Output of 'make' is a shared object and not an executable

橙三吉。 提交于 2019-12-02 01:06:07

This may happen when application is compiled with special CFLAGS e.g. -pie -fPIE:

$ echo 'int main() { return 0; }' | gcc -x c - -fPIE -pie
$ file a.out
a.out: ELF 64-bit LSB  shared object, x86-64, version 1 (SYSV), dynamically linked (uses shared libs), for GNU/Linux 2.6.24, 

Perhaps you could run your make with VERBOSE=1 and see if that's the case? In general file may use heuristics to identify filetype so you shouldn't rely on it too heavily.

As for your error with ld.so, you are using the wrong, 32-bit, dynamic linker to run 64-bit app.

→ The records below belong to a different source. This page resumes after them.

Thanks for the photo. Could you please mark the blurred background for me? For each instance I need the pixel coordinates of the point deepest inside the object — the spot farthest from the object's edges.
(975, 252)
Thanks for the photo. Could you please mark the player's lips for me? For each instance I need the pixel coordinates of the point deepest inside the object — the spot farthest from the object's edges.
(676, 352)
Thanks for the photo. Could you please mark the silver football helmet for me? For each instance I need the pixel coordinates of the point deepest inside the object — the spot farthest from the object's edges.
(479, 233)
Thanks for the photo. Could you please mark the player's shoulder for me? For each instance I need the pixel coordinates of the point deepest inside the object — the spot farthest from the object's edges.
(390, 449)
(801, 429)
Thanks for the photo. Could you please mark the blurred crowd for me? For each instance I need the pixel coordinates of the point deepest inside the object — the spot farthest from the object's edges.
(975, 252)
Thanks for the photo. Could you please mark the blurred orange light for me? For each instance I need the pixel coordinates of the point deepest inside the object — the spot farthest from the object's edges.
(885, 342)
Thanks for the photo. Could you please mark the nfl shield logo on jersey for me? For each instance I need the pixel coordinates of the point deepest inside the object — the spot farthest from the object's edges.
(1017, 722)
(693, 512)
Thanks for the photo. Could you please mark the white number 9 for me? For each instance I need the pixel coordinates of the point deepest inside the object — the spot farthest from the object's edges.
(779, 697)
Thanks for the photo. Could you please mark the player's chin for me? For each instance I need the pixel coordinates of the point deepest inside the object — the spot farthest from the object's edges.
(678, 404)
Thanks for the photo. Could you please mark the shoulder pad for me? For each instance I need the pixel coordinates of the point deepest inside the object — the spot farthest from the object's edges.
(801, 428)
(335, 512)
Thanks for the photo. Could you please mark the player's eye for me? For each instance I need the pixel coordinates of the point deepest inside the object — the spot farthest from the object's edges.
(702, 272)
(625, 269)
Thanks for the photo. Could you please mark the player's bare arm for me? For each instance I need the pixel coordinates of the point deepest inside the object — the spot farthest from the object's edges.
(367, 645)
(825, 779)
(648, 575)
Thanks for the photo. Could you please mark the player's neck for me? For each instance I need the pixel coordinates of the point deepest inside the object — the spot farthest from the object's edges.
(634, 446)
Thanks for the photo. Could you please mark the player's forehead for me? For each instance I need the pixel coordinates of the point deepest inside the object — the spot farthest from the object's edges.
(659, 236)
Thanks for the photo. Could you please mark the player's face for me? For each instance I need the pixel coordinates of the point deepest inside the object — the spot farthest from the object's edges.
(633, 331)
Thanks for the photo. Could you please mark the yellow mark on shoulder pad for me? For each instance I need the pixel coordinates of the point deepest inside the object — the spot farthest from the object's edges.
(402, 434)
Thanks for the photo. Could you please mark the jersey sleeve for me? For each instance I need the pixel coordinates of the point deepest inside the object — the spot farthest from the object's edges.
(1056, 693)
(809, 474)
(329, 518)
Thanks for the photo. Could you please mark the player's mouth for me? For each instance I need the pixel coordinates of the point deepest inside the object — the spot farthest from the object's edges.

Use /lib64/ld-linux-x86-64.so.2 instead (as file told you).

EDIT: Another option is that your GCC is built with --enable-default-pie which seems to be the case for modern Ubuntu. You can disable this feature by cmaking with CFLAGS=-no-pie (or -nopie, depending on GCC version) but I'd rather not do that - PIE'ed executables make your system safer by allowing ASLR to do better job.

slone xin

I found the root cause is the -shared flag in CMAKE_EXE_LINKER_FLAGS. when I delete -shared, everything is ok.